Shadow
by sciguy007
Summary: The burning of Lostlorn relocates a zoroark to a new world, where he must deal with his past, the past of his new trainer, and learn to move on. [original region][swearing][non-descript references to pokémon mating for the sake of story]


**A/N: Hey there, I guess. I suppose I'll explain the purpose of this story first.**

**I am very dissatisfied with the quality of fanfiction on this site, particularly with the more popular pokémon. That isn't to say there are no good fanfics, (*cough* Pedestal *cough*) but there are no really serious fanfics, especially in pokémon, that I think are really good at tackling some issues I think should be tackled, that pokémon lends itself well to tackling. Also, none of the ones that do a good job of that have zoroark as a character. So I have some personal reasons for that, too. (I just think he's cool.)**

**How I'm doing this is by posting this, my accepted draft of the first chapter, then working on the story until I think I'm finished. Once I am finished, I will post the rest chapter by chapter, with one chapter per week so I can make sure everything is in working order, one at a time. The reason I do this is because I usually end up writing the first chapter like its own little short story. The second and third chapters may also be like this. Do not be alarmed. They are highly expositional, but I try to do a good job being entertaining as well. I just really prefer good characters over anything else.**

**tl;dr: stories i've seen have been bad for a while, i'm "fixing" that with this, which will be finished after some time.**

**As a side note, I don't really recommend following this story, unless there is a second chapter up as of your reading this, or you are willing to deal with this chapter changing a bunch without new chapters actually getting posted.**

* * *

"Fighting was everything. It was what I was expected to do." Lithium laid her head on the ground next to me, sending blades of wind-whipped grass into chaos.

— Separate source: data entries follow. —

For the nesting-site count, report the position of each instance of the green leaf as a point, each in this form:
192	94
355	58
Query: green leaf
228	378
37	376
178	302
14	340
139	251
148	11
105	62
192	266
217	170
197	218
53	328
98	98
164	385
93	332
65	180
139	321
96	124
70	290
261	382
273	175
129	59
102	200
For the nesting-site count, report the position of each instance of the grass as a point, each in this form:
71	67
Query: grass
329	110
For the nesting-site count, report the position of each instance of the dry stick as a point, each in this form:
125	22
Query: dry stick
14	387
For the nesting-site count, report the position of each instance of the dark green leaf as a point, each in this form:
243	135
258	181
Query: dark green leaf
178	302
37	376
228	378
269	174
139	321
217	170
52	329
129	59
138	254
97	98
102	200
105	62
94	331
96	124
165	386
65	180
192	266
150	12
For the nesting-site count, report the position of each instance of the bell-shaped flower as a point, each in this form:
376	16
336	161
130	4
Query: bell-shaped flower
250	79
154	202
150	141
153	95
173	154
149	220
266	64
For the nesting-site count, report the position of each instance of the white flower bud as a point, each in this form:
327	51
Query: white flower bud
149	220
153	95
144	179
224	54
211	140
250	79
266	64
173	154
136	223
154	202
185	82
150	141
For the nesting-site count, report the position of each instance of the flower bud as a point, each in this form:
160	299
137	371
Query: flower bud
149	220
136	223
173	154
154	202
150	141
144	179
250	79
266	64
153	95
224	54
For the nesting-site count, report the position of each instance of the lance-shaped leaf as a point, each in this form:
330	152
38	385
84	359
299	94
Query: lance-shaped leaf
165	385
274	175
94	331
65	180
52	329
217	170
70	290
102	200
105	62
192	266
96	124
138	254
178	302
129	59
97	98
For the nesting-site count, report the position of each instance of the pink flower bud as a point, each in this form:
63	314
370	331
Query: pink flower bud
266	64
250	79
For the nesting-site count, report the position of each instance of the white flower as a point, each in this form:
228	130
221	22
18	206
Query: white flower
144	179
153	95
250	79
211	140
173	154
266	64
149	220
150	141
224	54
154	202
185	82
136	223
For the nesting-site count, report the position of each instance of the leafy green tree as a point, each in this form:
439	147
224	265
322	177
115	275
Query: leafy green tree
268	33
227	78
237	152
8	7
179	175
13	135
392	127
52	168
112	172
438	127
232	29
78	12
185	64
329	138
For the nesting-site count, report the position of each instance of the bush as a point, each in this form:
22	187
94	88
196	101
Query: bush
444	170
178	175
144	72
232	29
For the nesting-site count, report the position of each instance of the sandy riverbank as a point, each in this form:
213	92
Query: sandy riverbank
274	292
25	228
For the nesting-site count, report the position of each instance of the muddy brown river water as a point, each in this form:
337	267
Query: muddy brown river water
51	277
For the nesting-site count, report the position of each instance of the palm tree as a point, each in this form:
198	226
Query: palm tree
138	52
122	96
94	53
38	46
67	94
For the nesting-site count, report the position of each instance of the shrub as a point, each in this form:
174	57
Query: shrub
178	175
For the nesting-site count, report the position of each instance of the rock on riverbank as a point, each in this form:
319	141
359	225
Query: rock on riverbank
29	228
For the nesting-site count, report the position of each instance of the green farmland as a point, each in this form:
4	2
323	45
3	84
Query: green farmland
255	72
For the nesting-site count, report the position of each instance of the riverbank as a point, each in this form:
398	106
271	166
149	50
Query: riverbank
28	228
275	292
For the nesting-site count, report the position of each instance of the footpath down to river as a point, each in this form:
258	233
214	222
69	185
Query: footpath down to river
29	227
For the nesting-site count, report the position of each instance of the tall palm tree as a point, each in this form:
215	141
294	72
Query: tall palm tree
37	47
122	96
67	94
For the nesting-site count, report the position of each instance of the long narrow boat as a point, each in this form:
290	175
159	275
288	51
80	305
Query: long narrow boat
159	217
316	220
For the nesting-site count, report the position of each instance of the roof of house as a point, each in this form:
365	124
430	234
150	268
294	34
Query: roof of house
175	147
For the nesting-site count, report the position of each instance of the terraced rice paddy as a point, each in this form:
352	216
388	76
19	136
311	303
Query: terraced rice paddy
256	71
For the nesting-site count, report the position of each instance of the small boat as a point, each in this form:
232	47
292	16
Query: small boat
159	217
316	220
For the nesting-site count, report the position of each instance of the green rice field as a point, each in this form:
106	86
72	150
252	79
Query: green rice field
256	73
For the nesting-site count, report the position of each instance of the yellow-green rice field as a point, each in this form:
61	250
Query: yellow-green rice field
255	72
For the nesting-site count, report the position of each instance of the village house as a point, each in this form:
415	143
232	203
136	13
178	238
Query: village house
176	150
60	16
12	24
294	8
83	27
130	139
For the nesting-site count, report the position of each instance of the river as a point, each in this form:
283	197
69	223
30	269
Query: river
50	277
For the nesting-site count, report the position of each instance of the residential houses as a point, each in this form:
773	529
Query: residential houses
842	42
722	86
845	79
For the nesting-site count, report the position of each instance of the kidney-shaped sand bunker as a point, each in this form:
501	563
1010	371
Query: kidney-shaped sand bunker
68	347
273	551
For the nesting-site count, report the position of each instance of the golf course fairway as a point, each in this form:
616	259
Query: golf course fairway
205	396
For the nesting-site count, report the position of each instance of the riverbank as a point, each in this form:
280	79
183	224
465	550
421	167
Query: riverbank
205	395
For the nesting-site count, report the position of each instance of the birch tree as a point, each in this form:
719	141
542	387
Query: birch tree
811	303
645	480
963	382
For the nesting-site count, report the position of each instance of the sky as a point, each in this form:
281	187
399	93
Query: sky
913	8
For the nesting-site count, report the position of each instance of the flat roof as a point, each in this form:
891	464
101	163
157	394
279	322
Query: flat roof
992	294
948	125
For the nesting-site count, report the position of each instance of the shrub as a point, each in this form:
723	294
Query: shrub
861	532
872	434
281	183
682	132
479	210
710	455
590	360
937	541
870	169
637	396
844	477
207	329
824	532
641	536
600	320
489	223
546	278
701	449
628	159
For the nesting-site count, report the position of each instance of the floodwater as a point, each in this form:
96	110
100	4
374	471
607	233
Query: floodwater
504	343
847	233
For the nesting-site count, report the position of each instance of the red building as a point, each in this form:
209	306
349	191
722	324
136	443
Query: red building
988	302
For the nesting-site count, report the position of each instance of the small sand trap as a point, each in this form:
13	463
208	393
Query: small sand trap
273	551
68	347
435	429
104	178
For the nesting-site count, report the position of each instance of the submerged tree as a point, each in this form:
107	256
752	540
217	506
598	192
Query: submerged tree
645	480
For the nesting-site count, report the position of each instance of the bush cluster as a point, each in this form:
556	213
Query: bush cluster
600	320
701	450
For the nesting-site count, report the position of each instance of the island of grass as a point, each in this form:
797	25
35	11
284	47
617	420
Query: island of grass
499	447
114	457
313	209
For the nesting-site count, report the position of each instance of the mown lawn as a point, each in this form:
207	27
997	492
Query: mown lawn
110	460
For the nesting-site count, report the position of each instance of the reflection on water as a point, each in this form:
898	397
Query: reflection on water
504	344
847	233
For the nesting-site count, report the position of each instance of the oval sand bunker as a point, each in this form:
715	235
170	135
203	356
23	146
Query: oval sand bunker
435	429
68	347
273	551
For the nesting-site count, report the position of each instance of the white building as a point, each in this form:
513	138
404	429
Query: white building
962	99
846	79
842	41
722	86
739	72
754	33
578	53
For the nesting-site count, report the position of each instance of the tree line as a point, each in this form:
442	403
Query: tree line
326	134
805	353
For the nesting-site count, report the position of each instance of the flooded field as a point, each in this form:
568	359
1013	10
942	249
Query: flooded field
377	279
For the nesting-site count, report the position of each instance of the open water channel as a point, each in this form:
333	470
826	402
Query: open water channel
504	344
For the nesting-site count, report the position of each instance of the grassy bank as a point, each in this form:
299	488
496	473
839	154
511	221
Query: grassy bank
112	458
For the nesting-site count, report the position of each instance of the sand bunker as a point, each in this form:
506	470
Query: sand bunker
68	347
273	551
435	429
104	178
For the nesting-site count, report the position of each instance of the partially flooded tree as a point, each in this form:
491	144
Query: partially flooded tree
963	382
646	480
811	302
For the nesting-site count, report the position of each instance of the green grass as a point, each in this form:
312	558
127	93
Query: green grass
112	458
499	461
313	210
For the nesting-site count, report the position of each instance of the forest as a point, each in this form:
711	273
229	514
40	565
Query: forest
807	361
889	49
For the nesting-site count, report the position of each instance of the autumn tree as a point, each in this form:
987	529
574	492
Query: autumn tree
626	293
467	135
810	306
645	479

"Forced to fight, then abandoned if you're too weak."

"Please don't say that," she said, exhaling deeply in rhythm with the wind. "You don't know."

"I know enough."

"There is enough to know that it is impossible to know enough." I could only look at her. Pacifists weren't supposed to love the one who made them fight. But she still managed to be right. Always.

"I'm sorry."

"I know." She moved to rest her head on my chest. Motionless but for her twiddling her tag, there we lay, until waves of grass reminded us of motion, and the world breathed again.

It only took another moment for the sun to rekindle my thoughts. "I'm not sorry for him."

"I know."

Chapter 1  
Fire

Cold. Not enough to hinder movement, or create an effect of super sensitive nerves, but enough to be a bother. To remind me I am not designed for it. That I do not belong. These thoughts do not haunt me, though. I have other thoughts for that.

I look down at my tag, dangled around my neck.

_LITHIUM_

The wind drifts over me from behind while I try not to move. I think maybe my prey will smell me, but the rain scatters my concern. Not that it matters. The advantage given by the rain is nullified by the disadvantage of getting me wet. As if removing my scent is any sort of advantage. A pidgey's sense of smell lacks the strength to find me on a clear day. All they can smell is berries, their strong eyesight making up for the weakness, and leaving the pidgey more able to find food than to avoid becoming it. Yet overabundance still persists. It has for three years, stripping the forest of every precious resource reliant on being left alone. I find myself happy once more that berries are not my only source of food. My prey does not, falling limp in my jaws, extraordinary eyesight no use against my hunger. A clean kill, no tricks. I smile and begin the return trip to my tree. No use eating in the rain.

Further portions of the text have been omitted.